Rome, Borghese Collection, 1618 (Della Pergola 1955); Inventory 1693, room XI, no. 40; Inventory 1700, room VIII, no. 4; Inventory 1790, room VII, no. 86; Inventario Fidecommissario Borghese 1833 p. 30. Purchased by the Italian State, 1902.
Marcello Provenzale produced this mosaic in 1618 for Cardinal Scipione Borghese, which we know thanks to the date inscribed on the lower border and because the artist included the prelate’s coat of arms in the composition. In fact, to Orpheus’s right we can make out the Borghese dragon and eagle who, drawn by the sound of a lira da braccio, approach the young man, mingling with the other animals.

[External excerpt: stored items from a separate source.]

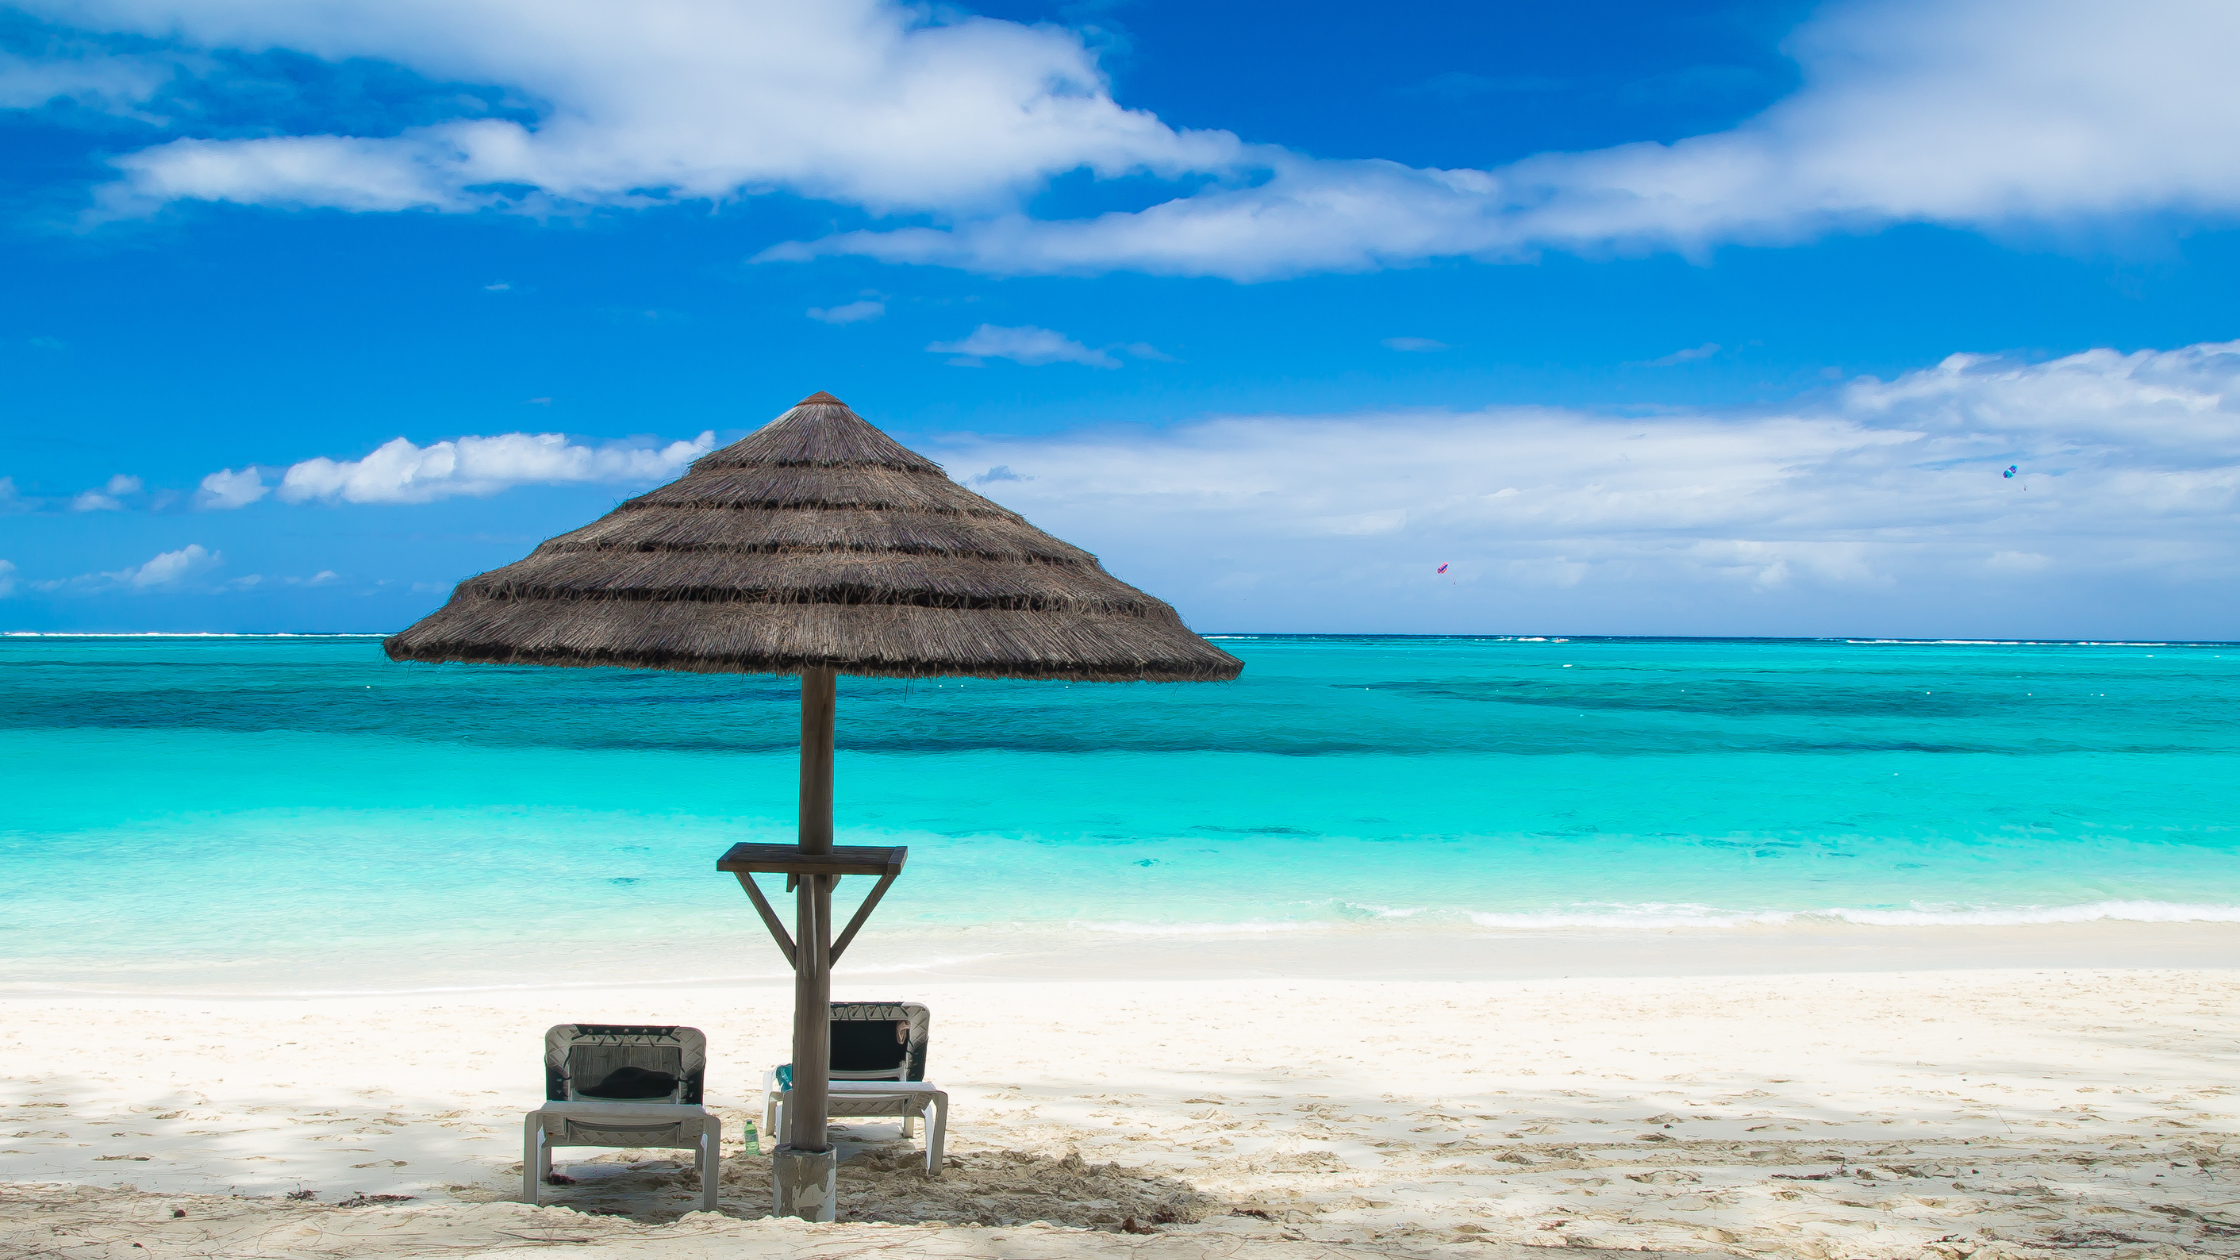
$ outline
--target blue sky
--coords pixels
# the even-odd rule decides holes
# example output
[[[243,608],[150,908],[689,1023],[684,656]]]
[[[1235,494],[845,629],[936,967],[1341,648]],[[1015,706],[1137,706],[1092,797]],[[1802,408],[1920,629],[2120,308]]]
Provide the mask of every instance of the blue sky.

This composition, cited by a number of sources (Baglione 1642; Furietti 1752; Ciampini 1690; Rossini 1725), features in all of the Collection’s inventories and is one of the most famous and most refined works of the mosaicist from Cento. It depicts Orpheus, the young shepherd who travels to the netherworld to bring back the soul of the nymph Eurydice, killed by a snakebite. Having failed in his attempt, the youth mourns the loss of his beloved and sings a sad song that attracts all the animals. Here he is portrayed seated under an oak, about to touch the bow to the chords of his lira, while behind him, to his right, we can make out the gates of hell enveloped in flames.

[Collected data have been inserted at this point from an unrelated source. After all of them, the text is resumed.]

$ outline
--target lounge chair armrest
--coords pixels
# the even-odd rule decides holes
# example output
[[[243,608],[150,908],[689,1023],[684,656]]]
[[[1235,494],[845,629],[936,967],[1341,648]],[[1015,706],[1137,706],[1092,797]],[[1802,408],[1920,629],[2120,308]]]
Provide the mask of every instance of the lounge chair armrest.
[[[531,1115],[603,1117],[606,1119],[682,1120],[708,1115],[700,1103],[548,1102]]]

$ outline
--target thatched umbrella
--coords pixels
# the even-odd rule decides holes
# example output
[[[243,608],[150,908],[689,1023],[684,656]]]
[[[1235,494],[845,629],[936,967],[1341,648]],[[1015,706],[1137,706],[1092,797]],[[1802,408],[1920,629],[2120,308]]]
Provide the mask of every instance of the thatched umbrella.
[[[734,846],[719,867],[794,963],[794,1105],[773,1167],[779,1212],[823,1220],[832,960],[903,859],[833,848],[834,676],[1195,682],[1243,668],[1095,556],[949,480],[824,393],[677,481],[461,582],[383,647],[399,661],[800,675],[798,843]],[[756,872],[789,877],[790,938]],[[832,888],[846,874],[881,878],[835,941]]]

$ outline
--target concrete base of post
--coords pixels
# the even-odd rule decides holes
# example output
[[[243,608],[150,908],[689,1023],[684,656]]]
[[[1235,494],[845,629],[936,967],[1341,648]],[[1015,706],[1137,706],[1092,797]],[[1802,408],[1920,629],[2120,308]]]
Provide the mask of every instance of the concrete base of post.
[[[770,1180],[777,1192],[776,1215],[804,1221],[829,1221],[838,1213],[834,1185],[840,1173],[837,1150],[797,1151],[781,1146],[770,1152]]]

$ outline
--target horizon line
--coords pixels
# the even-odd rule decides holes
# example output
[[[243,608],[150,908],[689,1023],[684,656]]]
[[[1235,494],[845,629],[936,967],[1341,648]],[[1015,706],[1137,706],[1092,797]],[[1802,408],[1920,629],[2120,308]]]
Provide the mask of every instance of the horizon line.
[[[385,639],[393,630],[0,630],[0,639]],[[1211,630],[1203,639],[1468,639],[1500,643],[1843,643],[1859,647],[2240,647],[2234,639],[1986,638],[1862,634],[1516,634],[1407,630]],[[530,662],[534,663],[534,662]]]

According to Camilla Fiore (2010), the subject, rooted in a very old iconographic and symbolic tradition developed around this theme, alludes to the Borghese family, in particular Scipione, here celebrated by Provenzale as the new Apollo, the perfect prince and a paragon of Good Government. Furthermore, having read the inscription under an engraving by Giovanni Battista Pasqualini inspired in 1622 by the Borghese mosaic, the scholar also recognises a certain self-celebration of the artist from Cento, who depicts himself as Orpheus to allude to his own innate ability to attract the most sensitive among the animals and even bring stones to life, proving wrong, among other things, those who considered his art to be the mere execution of other people’s models. In fact, the inscription by Pasqualini, who was a relative of Marcello’s, recites: “To the most Excellent Cardinal Borghese. If the song of Orpheus brought shades back to life and drew the wild beasts to him, and if Amphion was able to similarly attract the hard stone used to erect the sturdy walls of Thebes, today the rare virtue of Marcello Provenzale, unique in his production of mosaics, is reminiscent of Orpheus himself, attracting animals with the sound of his silent lira, and with the one hundred thousand tiny stones used in this work, which possess beautiful and extremely rare hues, he builds a defence against the oblivion of his name, and an eternal memory of the magnificence of Your Eminence, and attracting even the obeisance even of metals, you shall appreciate the engraving that I myself present to you, owed to thyself for many a reason, among which that the dumb uncouth animals themselves endeavour, as in the golden age, to represent the glorious Borghese emblem, under its vast wings, enticer of new Orpheuses. And I make my most humble reverence to Your Eminence, In Rome on 14 February 1622. The Humble and Devote Servant of Your Most Revered Excellence, Giovanni Battista Pasqualini.”
Finally, according to Alvar Gonzalez-Palacios (1976), the figure of Orpheus is a derivative reference to the allegory of the Prize by Giuseppe Cesari (Rome, Gabinetto Nazionale per la Grafica, inv. F.C. 31256), which would be proven by the similar disposition of the feet and the arrangement of the figure’s upper limbs. This hypothesis was questioned by Fiore (2010), who did acknowledge certain similarities, but preferred to speak of an “influence” of a number of different models.